Under normal circumstances, Sage Disch ’09 and the team at Sourland Mountain Spirits spend their days concocting award-winning craft spirits to help people celebrate life. These days, however, as the novel coronavirus that causes COVID-19 continues to spread, the Hopewell, New Jersey-based distillery is helping to save lives by turning its means of production over to making hand sanitizer for health care systems, first responders, and local nonprofits.
In early April, Sourland Mountain Spirits made its first delivery of more than 2,000 bottles to Capital Health Medical Center (Hopewell, N.J.), Robert Wood Johnson University Hospital (Hamilton, N.J.) Princeton Medical Center (Plainsboro, N.J.), HomeFront NJ (Lawrence, N.J.), and the Quakerbridge Mall COVID-19 testing center (Lawrence, N.J.).
To make hand sanitizer, Disch and the Sourland Mountain Spirits team takes its organic neutral grain at 92 percent alcohol and distills it down to 80 percent alcohol, which surpasses the requirement to kill a virus, according to the Centers for Disease Control and Prevention. Then the local distillers add aloe and hydrogen peroxide and fill the bottle.
“The way we’re thinking about it is we’ve dedicated April and May, at a minimum, to producing sanitizer,” said Disch, whose father, Ray Disch P’09, founded Sourland Mountain Spirits in 2017 and is its CEO. “That’s the framework that we’ve used when we’re purchasing all our raw materials, and when we’re communicating with all the customers and the hospitals and the first responders looking for sanitizer.”
Disch, a New York City-based entrepreneur, joined Sourland Mountain Spirits at a critical time, just as the distillery was converting production to sanitizer. His experience in procuring supplies for production could not have arrived at a better time, as the distillery has an urgent need for the neutral grain spirit that is the base of the sanitizer, as well as hydrogen peroxide and aloe vera.
“For us, the biggest challenge has been sourcing these raw materials, because as all of these craft distilleries across the country have made this conversion, demand has surged and it is extremely challenging to source any of those three raw materials, with neutral grain spirit being the most challenging.”
To that end, Disch and the Sourland Mountain Spirits team hopes to hear from people who might be able to connect them with distributors of these materials, and encourage you to contact them with leads that will allow them to continue their important work for front-line health care workers.
“Basically, we’re getting as creative as possible in trying to source this one raw material,” he says of neutral grain spirit, “which has essentially turned into gold for hand sanitizer production.”

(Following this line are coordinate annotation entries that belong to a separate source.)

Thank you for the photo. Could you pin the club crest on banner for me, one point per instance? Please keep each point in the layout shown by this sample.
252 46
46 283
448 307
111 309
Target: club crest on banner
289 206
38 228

Disch tapped into the Lawrenceville network to help acquire personal protective equipment (PPE) to keep Sourland Mountain Spirits employees safe during the production of hand sanitizer. After seeing the post about Lawrenceville families that donated PPE to local hospitals, he connected with Judy Gao P’20 and Jean Li Cheng P’22 in late March. Cheng’s children Brandon ’22 and Sophie decided to donate masks to their local Bridgewater, N.J. township rescue squad, and the families gave a supply of masks to Lawrenceville’s Health & Wellness Center, as well as to Disch for Sourland employees.
Disch, his father, and the entire Sourland Mountain Spirits team are looking ahead to the time when they can restore their distillery to its intended use. Before transforming into a small hand sanitizer factory, Sourland Mountain Spirits made various specialty craft spirits, including bourbon, vodka, and apply brandy. Its flagship Gin Reserve was named one of the Top 100 spirits of 2019, according to Wine Enthusiast. But for now, the needs of the community are just too strong to ignore.
“It’s been overwhelming, to be honest,” Disch says. “They’re in such dire need of all protective materials and ventilators that they are so appreciative for anyone who is able to help.”
He related a personal example from a friend who is one of the head nurses at Princeton Medical Center, who recently picked up a supply of sanitizer from the distillery.
“She was telling us how appreciative she was that she is now going to be able to make sure that the doctors and the nurses there at least have sanitizer to be able to help them be as safe as possible while continuing to provide care,” Disch says. “That’s why we’re focusing on the hospitals, who we think are the main front lines and who we want to get to first.”
Disch explained that the hospitals they are working with right now are purchasing their sanitizer, but once that demand is satisfied, Sourland Mountain Spirits intends to donate the product to first responders such as EMTs, fire departments, and police departments.
“I think everyone’s just so excited to have an opportunity to contribute,” he says. “It’s been amazing to join and see in real time everyone on our team rallying around this cause.”
A version of this story will appear in the summer 2020 issue of The Lawrentian.